The physician reported the symptoms and his suspicion of acrodynia to the Department of Public Health, which found that the mercury exposure came from the painting of the interior of the child's home with latex paint just ten days before the child became ill. At one time, biocides containing mercury were added to about one-fourth of interior latex paints in low concentrations to extend the shelf life of the paint and in higher concentrations to make paints mildew resistant. The paint the family used contained a mercury biocide. After the house was painted, the family slept with the air conditioning system on and the windows closed. The mercury in the paint vaporized, and the child and his family breathed it in. When tested, all members of the family had elevated mercury urine levels; however, only the child was symptomatic. He was hospitalized for four months and received treatments to increase the amount of mercury excreted from the body. After treatment, almost all of the symptoms disappeared, and he could walk again.

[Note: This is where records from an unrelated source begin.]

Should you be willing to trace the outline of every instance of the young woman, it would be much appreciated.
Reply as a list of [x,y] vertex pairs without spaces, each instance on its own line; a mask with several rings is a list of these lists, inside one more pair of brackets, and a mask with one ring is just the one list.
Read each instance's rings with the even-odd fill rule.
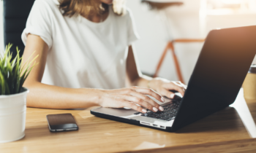
[[163,108],[146,95],[162,102],[163,95],[173,98],[170,90],[184,95],[186,87],[179,82],[141,74],[132,47],[138,39],[132,15],[112,3],[35,1],[22,34],[25,61],[34,52],[39,55],[24,84],[30,90],[28,106],[129,107],[146,113],[144,107],[156,112]]

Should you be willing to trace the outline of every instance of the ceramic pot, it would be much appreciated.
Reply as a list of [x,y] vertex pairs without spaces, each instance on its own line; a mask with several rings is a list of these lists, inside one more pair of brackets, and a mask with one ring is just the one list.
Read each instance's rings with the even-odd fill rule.
[[256,100],[256,65],[251,66],[243,84],[245,99]]
[[27,88],[21,93],[0,95],[0,143],[19,140],[25,136]]

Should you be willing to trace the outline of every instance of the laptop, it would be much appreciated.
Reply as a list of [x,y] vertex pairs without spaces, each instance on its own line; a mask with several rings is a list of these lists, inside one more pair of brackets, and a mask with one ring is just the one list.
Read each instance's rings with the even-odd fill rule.
[[164,111],[142,114],[130,109],[99,107],[91,109],[91,114],[176,131],[232,104],[255,53],[256,26],[213,30],[207,36],[184,97],[176,96],[162,104]]

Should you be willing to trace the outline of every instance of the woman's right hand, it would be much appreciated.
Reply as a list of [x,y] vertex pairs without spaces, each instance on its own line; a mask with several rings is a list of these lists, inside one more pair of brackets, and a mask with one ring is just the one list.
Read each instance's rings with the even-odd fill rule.
[[151,89],[131,87],[118,90],[102,90],[100,93],[99,104],[102,107],[129,107],[141,113],[146,113],[143,108],[154,112],[164,111],[157,102],[146,95],[151,95],[161,102],[165,101],[163,97]]

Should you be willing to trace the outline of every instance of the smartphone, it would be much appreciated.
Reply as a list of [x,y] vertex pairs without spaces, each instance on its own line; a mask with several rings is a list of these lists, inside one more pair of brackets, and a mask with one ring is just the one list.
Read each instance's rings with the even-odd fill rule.
[[46,116],[50,132],[78,130],[78,126],[70,114],[48,114]]

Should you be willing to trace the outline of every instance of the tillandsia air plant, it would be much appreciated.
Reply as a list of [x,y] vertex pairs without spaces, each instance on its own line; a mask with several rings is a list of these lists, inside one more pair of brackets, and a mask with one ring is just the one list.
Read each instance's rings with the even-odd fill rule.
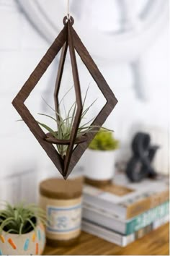
[[[89,86],[88,87],[88,88],[86,90],[85,97],[83,101],[83,111],[82,111],[82,114],[81,116],[81,123],[79,127],[77,135],[76,135],[77,138],[84,135],[85,134],[86,134],[88,132],[96,132],[97,130],[98,130],[98,129],[99,129],[99,127],[97,126],[93,126],[93,125],[89,124],[93,121],[94,118],[89,120],[88,121],[85,121],[85,123],[82,124],[83,120],[86,118],[86,114],[88,113],[88,111],[89,111],[91,107],[97,101],[97,99],[95,99],[87,108],[84,108],[89,88]],[[53,111],[55,117],[51,116],[50,115],[44,114],[40,114],[40,113],[38,114],[39,115],[41,115],[41,116],[45,116],[47,117],[53,119],[55,122],[57,131],[53,130],[51,127],[48,126],[46,124],[43,124],[43,123],[37,121],[38,124],[40,125],[41,127],[42,127],[43,128],[45,128],[46,130],[48,130],[48,132],[50,132],[53,136],[54,138],[56,138],[56,139],[58,139],[61,140],[68,140],[70,139],[71,130],[73,128],[74,117],[76,115],[76,102],[75,101],[72,104],[72,106],[68,109],[68,112],[66,110],[66,107],[64,106],[64,102],[63,102],[65,97],[70,92],[70,90],[71,89],[72,89],[72,88],[64,95],[64,96],[63,97],[63,98],[60,101],[59,108],[59,108],[58,113],[56,112],[54,108],[53,108],[43,99],[43,101],[48,106],[48,107],[50,108]],[[62,115],[61,114],[61,111],[60,111],[60,108],[61,108],[60,107],[61,107],[61,103],[63,103],[64,111],[65,111],[65,116],[64,117],[62,116]],[[95,128],[97,128],[97,129],[95,129]],[[104,131],[108,131],[108,129],[107,129],[105,128]],[[58,145],[56,145],[56,147],[57,147],[57,150],[58,150],[58,153],[61,155],[62,158],[64,158],[64,156],[66,154],[68,145],[58,144]]]
[[46,224],[45,213],[36,205],[21,202],[12,205],[5,202],[0,210],[0,234],[2,231],[23,234],[34,230],[37,222]]
[[119,141],[115,139],[111,131],[106,131],[104,128],[99,129],[89,146],[94,150],[115,150],[118,148]]

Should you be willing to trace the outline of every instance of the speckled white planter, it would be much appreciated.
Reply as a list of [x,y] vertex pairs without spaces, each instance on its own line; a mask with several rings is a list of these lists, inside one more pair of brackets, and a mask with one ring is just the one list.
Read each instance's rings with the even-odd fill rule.
[[18,235],[4,231],[0,235],[0,255],[40,255],[45,245],[43,225],[31,232]]

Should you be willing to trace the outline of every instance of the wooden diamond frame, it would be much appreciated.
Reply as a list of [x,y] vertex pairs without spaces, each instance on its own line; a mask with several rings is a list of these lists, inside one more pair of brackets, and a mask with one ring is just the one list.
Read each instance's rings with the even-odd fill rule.
[[[99,127],[102,126],[107,116],[110,114],[115,108],[117,103],[117,100],[116,99],[115,95],[109,88],[102,74],[98,69],[97,65],[89,55],[86,48],[82,43],[77,33],[73,28],[73,17],[71,17],[70,19],[67,19],[67,17],[65,17],[63,23],[63,29],[59,33],[52,46],[48,50],[47,53],[45,54],[33,72],[31,74],[27,81],[23,85],[17,96],[14,98],[12,101],[12,104],[20,114],[23,121],[28,126],[32,133],[36,137],[39,143],[43,148],[49,158],[53,162],[64,179],[66,179],[86,149],[88,148],[89,144],[95,136],[96,133],[97,132],[97,129],[99,129]],[[49,142],[49,140],[48,141],[46,135],[40,127],[37,122],[30,114],[30,111],[24,104],[24,103],[29,97],[30,93],[35,88],[41,77],[45,72],[48,67],[53,61],[55,56],[62,48],[54,93],[55,109],[57,111],[58,111],[58,96],[59,93],[68,46],[69,48],[71,56],[77,108],[71,134],[70,142],[68,145],[66,155],[65,158],[63,159],[54,148],[53,143]],[[91,125],[99,127],[97,129],[95,128],[96,132],[87,133],[86,135],[86,140],[83,142],[77,144],[76,146],[73,148],[74,145],[76,144],[75,143],[76,140],[76,134],[83,110],[75,50],[81,57],[84,65],[96,82],[98,88],[106,98],[107,103],[91,124]],[[57,116],[57,118],[58,118],[58,116]]]

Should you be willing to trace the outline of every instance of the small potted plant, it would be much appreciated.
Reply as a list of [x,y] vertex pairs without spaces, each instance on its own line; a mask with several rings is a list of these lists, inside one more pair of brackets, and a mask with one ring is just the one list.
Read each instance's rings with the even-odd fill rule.
[[114,151],[118,148],[119,141],[114,138],[113,132],[100,129],[86,153],[84,176],[87,183],[100,185],[112,180],[115,172]]
[[45,244],[43,210],[24,203],[4,206],[0,210],[0,255],[42,255]]

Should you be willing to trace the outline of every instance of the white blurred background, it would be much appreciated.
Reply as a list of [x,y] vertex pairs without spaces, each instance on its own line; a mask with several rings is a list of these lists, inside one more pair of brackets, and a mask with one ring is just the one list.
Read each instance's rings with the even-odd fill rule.
[[[62,28],[66,12],[66,0],[0,0],[0,199],[35,201],[40,180],[58,175],[27,126],[15,121],[19,116],[11,102]],[[70,0],[70,12],[119,101],[105,124],[120,141],[117,162],[126,163],[135,133],[146,131],[161,146],[156,171],[168,174],[169,0]],[[42,96],[53,105],[58,61],[27,103],[34,114],[46,111]],[[93,115],[102,98],[79,59],[78,64],[82,91],[90,84],[89,102],[99,98]],[[63,83],[72,86],[68,60]],[[80,161],[74,171],[83,168]]]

There are several reasons the child was more vulnerable to mercury inhalation than the adults in this case. As in the diazinon case, children's higher rate of respiration causes them to take in a greater amount of both air and its contaminants relative to their size than adults (see the article by Bearer in this journal issue). Mercury vapor is also heavier than air, so the area in a room that has the greatest concentration of mercury will be near the floor, where small children play.14
Since 1990, the mercury compound involved has been banned for use in house paints, but this case raises the question of whether there have been a number of instances of similar exposure of children in the recent past that went unrecognized. It also raises a more global question. Chemicals such as mercury were used for many years before their effects became known and their use was banned. How many chemicals currently in use are having other, unknown effects on children? According to the EPA, an estimated three million children each year may have been exposed to mercury through latex paint manufactured before the ban took effect.15 If three million children were exposed to mercury through paint alone, the number exposed to other harmful chemicals in a variety of forms is likely to be much greater.